Seperti hari-hari biasanya ku jalani hari ini sendiri, hmmm ya, memang aku yang dipanggil Alfin tidak sendiri. Ada orang tua yang selalu mendukungku walau lebih sering menentangku. Dan juga masih ada sahabat-sahabatku yang tersebar di setiap lingkunganku,di sekolah dan di rumah. Memang komplek rasanya apabila menyebut tentang sahabat. Mereka terkadang menyakitkan tetapi lebih sering menyenangkan. Dan aku adalah sahabat yang memiliki kedua kriteria tersebut. Aku punya banyak sahabat di sekolah. Tapi, yang paling dekat denganku ada 4 orang yaitu Aji, Sinyo, Haris dan Farel. Kami menyebut geng kami dengan nama ‘WILD COCK’. Ya, cukup sudah dengan basa-basi, karena yang menjadi masalahku bukan mereka, tapi dengan sahabatku di rumah. Aku punya 2 sahabat di rumah, mereka adalah Rheza dan Jemmy yang sudah bersahabat denganku sejak kami masih SD, jauh lebih lama ketimbang Wild Cock yang masih berusia satu tahun.
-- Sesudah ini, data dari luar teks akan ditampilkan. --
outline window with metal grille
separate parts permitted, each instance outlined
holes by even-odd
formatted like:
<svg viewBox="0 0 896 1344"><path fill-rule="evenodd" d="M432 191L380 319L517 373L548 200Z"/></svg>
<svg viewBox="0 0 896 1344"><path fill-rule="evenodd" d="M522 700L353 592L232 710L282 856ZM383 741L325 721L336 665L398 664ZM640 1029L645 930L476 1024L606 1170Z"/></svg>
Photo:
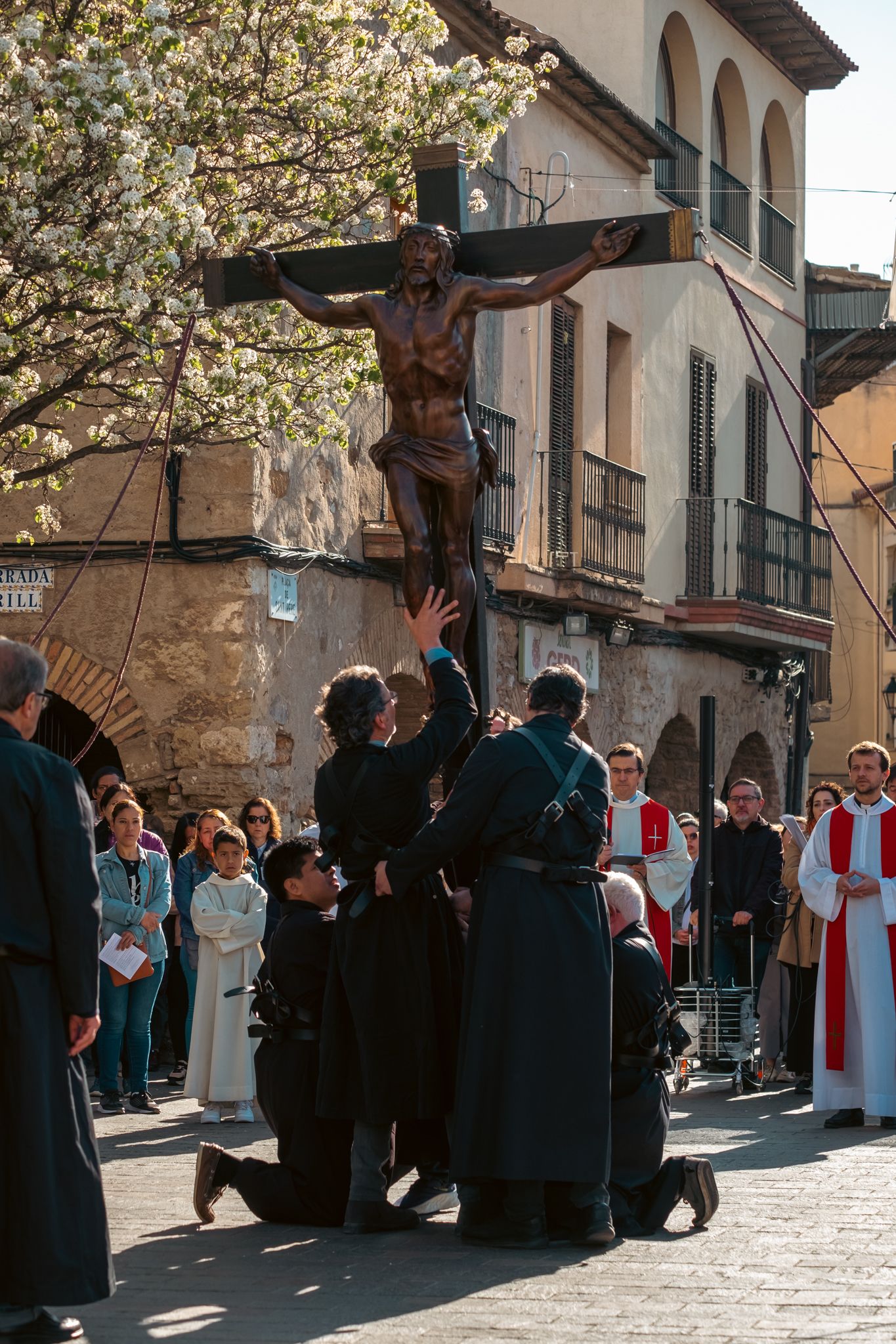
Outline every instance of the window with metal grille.
<svg viewBox="0 0 896 1344"><path fill-rule="evenodd" d="M763 508L766 507L766 474L768 472L767 421L768 395L766 388L748 378L744 499L760 504Z"/></svg>
<svg viewBox="0 0 896 1344"><path fill-rule="evenodd" d="M716 462L716 364L690 351L688 430L688 593L712 597L713 489Z"/></svg>
<svg viewBox="0 0 896 1344"><path fill-rule="evenodd" d="M548 435L549 555L568 555L572 550L575 314L576 309L568 300L553 300L551 305L551 426Z"/></svg>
Pada suatu hari pada Bulan Romadhon, seperti biasa aku dan Rheza menjemput Jemmy untuk pergi Sholat Teraweh bersama. Judulnya memang Sholat, tapi sebenarnya di Masjid kami hanya bercanda dan ngobrol. “Jemmyyyyyy!!” serentak kami berdua memanggilnya supaya keluar. Namun yang keluar adalah Pak Joko, bapak dari Jemy. “Wah, Jemmy sedang keluar mas, tapi mungkin sebentar lagi pulang.” Ucap Pak Joko sesaat setelah membuka pintu. Lalu aku bertanya,”Jemmy kemana Pak Joko?” . “Ke acara ulang tahunan temennya,” jawab beliau langsung.
“oh, ya sudah pak, kami tunggu saja si Jemmy”, Rheza lalu menanggapi.
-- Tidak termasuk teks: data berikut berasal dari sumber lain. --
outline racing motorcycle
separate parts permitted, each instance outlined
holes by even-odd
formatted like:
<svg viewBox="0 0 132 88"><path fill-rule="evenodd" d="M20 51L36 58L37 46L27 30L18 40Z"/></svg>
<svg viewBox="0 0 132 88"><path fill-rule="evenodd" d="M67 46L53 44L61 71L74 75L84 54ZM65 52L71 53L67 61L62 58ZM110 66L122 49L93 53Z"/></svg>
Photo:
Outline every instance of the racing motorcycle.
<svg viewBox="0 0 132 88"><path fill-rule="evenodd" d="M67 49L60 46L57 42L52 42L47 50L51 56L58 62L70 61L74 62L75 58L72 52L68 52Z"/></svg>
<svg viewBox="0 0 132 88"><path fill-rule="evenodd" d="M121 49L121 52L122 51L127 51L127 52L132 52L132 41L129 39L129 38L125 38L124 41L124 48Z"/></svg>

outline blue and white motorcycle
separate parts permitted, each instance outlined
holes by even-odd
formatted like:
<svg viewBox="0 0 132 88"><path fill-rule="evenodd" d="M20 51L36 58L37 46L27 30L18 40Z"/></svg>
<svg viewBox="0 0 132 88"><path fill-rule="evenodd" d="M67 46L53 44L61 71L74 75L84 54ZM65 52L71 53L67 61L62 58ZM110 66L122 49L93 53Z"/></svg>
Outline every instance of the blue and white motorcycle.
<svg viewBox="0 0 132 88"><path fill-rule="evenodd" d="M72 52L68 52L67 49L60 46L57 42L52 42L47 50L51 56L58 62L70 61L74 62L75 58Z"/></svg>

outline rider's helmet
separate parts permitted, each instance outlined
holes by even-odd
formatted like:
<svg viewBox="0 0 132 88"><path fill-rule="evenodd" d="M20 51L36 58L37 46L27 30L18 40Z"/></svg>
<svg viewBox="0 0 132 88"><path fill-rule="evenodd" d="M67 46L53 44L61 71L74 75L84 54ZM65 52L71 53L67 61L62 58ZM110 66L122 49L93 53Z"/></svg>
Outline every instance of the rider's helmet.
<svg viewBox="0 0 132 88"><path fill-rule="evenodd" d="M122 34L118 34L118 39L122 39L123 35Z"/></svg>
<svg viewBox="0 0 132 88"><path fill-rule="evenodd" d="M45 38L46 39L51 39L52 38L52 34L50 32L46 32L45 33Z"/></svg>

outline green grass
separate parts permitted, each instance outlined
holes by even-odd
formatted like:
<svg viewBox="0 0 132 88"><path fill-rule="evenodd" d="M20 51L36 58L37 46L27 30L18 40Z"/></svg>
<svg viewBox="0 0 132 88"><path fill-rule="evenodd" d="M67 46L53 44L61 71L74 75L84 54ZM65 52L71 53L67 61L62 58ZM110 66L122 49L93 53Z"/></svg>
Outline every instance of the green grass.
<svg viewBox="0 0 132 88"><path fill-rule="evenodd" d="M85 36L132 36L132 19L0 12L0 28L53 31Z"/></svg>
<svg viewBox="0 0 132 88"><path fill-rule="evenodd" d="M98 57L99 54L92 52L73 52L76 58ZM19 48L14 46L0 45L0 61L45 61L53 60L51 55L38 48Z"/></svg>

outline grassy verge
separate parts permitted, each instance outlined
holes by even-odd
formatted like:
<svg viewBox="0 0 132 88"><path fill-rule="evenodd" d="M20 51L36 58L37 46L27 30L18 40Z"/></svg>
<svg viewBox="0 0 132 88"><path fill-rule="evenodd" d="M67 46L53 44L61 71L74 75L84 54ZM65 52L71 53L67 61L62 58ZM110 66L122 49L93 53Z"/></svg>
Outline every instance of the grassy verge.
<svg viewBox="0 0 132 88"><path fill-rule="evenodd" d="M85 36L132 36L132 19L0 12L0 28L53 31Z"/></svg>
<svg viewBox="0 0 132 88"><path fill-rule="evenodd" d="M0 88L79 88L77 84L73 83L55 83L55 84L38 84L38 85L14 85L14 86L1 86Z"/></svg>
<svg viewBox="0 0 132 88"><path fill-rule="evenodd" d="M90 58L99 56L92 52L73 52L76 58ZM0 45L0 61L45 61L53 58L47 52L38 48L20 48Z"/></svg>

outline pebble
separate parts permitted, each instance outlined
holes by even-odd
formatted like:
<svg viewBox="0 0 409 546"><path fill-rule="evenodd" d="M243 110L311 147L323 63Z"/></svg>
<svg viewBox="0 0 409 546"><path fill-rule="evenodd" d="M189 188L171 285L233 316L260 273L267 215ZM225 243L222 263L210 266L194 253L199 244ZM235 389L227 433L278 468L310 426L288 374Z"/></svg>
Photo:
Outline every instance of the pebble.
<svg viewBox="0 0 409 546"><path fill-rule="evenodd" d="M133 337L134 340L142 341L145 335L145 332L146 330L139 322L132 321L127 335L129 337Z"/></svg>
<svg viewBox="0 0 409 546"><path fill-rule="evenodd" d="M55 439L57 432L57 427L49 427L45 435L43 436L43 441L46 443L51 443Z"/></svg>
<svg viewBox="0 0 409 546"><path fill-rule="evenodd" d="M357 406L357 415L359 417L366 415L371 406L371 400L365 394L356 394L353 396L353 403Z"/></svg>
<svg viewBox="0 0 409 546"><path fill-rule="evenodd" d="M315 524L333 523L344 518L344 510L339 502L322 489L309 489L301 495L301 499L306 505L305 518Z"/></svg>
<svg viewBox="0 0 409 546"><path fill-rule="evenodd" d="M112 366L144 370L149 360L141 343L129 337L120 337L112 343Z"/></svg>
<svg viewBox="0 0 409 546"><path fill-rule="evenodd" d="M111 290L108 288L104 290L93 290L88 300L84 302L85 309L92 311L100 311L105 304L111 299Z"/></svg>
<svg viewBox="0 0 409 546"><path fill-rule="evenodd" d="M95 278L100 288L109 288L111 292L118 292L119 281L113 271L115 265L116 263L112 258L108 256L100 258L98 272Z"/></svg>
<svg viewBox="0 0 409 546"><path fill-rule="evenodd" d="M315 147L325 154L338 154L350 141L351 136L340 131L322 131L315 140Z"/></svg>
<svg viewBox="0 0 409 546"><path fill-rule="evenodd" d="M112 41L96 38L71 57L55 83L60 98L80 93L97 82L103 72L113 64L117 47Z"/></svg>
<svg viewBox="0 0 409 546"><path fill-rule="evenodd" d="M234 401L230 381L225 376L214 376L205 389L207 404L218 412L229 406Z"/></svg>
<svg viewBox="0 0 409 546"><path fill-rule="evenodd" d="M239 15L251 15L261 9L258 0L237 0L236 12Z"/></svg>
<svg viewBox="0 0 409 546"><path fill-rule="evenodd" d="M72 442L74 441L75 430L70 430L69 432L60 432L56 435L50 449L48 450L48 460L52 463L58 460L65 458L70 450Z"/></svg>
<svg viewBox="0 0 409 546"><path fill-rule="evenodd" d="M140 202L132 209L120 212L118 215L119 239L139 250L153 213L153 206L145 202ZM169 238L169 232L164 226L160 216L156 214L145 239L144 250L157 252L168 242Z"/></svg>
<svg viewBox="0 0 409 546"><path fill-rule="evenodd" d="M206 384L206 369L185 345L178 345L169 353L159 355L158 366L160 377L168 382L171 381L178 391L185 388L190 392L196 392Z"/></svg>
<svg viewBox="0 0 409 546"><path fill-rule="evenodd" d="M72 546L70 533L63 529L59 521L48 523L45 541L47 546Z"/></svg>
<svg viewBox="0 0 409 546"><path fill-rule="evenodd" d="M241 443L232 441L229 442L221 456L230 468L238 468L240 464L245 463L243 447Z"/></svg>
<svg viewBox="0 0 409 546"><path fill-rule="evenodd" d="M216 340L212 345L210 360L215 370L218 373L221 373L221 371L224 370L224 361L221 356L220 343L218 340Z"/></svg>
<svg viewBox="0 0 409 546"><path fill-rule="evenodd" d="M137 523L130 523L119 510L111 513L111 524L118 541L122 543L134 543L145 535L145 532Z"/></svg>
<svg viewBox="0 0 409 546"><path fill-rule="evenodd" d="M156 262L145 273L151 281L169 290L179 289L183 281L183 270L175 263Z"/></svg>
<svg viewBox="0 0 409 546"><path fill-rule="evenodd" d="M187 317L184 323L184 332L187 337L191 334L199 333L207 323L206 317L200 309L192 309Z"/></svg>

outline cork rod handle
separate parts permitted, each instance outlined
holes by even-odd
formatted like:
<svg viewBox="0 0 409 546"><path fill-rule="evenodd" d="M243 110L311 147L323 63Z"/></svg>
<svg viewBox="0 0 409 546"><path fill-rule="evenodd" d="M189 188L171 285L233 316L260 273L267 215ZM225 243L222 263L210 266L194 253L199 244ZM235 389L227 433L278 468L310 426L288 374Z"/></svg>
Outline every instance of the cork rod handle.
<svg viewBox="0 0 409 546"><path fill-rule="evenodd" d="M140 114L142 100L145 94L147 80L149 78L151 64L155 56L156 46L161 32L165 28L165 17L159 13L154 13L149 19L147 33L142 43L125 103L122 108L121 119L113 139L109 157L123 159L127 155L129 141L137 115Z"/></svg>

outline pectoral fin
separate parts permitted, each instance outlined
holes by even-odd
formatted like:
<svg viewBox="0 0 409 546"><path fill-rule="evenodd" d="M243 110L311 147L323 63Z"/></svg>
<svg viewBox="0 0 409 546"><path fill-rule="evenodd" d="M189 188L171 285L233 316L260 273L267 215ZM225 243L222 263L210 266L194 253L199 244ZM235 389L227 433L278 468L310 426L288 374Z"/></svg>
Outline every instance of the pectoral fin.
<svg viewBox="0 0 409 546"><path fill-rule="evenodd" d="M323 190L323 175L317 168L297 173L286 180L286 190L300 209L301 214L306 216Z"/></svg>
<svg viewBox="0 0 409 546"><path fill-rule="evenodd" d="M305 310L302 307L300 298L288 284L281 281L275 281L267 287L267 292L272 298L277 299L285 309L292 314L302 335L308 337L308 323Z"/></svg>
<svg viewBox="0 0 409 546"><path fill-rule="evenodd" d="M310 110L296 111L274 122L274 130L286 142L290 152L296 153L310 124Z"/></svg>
“iya mas silahkan masuk dulu kalo gitu,” Pak Joko kemudian mempersilahkan kami berdua masuk untuk menunggu Jemmy pulang. Sekitar lima belas menit kemudian Jemmy datang. “eh sory ya, aku barusan keluar,” ucap Jemmy serentak saat dia turun dari motor. Belum sempat kami menjawab dia langsung berkata, “bentar ya, aku ganti baju dulu, mau teraweh kan?”. Kami berdua saling pandang dan berkata, “Oyi!”.
Karena waktu masih menunjukkan pukul 6.15, kami tak langsung berangkat. Lantas kami duduk menikmati puasnya setelah berbuka puasa di depan rumah Jemy.
“Jem, dari ulang tahunan sapa?” tanyaku penasaran.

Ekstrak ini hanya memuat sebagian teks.